Tuesday, May 11, 2010

At the council table - May 10, 2010

On the council agenda last night:
Official Plan Review.
• Boyne Survey Secondary Plan.
• Intensification Study
• Staff and council salary increase

Official Plan
will go to council June 14 for ratification and forwarding on to the Region for approval. However, they can do nothing with it until such as the province approves the Region’s Official Plan Amendment (ROPA 38). So, until that time we live with our current existing plan.

Boyne Survey draft secondary plan, basically still a concept plan, was approved. This will bring a further 50,000 people to Milton. This plan has been in our future for 10 years now. Still to come: financial reports, staging/phasing arrangements, sub-watershed reports, etc., before a shovel ever goes in the ground – expected in spring of 2013 – providing there are no OMB appeals to hold things up.

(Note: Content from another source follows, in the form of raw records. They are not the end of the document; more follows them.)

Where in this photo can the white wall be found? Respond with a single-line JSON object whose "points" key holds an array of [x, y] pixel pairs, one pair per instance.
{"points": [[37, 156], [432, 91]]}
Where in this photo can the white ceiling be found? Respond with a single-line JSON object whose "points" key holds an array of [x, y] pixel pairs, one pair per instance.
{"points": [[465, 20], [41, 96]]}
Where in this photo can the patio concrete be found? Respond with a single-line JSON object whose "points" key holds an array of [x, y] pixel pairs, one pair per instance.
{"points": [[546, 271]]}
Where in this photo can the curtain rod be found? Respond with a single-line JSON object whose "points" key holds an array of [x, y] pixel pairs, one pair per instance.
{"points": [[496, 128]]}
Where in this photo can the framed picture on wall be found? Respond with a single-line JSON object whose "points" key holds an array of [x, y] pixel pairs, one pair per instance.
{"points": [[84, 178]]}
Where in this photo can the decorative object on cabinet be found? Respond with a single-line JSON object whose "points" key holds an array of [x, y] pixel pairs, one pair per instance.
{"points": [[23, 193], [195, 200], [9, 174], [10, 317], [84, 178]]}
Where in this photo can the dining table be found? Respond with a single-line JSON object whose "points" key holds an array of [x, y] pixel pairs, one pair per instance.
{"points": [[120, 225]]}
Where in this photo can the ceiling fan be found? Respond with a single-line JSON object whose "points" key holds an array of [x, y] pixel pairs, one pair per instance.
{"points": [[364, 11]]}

Intensification Study follow-up report provided more detail on a number of issues. The addition of public art in the public realm; Urban Design Guidelines; density and height bonusing; pre-zoning (the ability to do so, so newcomers will know what is in store on neighbouring properties); height of new buildings on the north side of Main Street (near Thompson) and the stepping back of multi-storey buildings from the street to create a better relationship between one-two storey buildings across the road.

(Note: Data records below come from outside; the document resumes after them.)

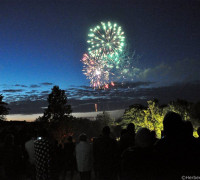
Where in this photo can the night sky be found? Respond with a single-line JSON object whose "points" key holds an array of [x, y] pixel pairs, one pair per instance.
{"points": [[42, 43]]}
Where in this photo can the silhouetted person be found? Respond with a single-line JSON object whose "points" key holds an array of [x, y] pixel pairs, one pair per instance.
{"points": [[105, 155], [69, 157], [138, 160], [29, 147], [11, 158], [84, 157], [44, 154]]}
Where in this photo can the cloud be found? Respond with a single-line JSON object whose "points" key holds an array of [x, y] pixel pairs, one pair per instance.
{"points": [[20, 85], [46, 84], [83, 99], [34, 86], [185, 70], [13, 90]]}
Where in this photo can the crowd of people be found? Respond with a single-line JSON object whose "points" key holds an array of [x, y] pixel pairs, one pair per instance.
{"points": [[136, 156]]}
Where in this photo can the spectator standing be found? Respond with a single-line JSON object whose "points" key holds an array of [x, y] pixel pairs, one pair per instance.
{"points": [[84, 157]]}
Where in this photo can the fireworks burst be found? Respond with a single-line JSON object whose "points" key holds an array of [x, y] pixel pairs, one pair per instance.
{"points": [[108, 58], [95, 71], [106, 40]]}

The Staff and Salary increase report proposed a 2% across the board for non-unionized employees and council. For councillors it amounted to $43.33 per month. Milton council is the lowest paid in the GTA .

There are some who say council shouldn’t vote for it’s own pay increase but as I’ve said before, under the municipal act council is responsible for every single action of the town. There is no one else who can vote for a councillor increase except the voter at election time.

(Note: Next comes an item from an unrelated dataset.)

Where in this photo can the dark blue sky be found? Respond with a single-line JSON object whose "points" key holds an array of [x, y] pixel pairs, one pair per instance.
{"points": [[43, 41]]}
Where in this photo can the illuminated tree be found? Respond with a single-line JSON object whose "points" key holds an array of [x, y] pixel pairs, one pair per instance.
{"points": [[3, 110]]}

As to employees, reviews are annual, and with an across the board increase of 2% it’s barely covering the cost of living increase. Town employees are not unionized and if we let them slip compared to other towns/cities, we stand to lose the ground we have. Our employees are well-trained and well regarded by other municipalities. I had no problem supporting the 2% increase. There are two unions at the town – IBEW (2.5% increase effective March) and Fire (3%, also effective March), I think it makes little sense to withhold an increase to the rest of Milton’s permanent and part time employees.

back to council increases – there was a public group assigned a number of years ago to address council pay because council dragged so far behind other comparable municipalities. It was out of that committee that was the current format of increases geared to town staff annual increase came to be.
In an election year, you can expect anything to happen. And it does. And it did.

We met from 6:30pm yesterday and I got home at 11:30. We covered a lot of ground.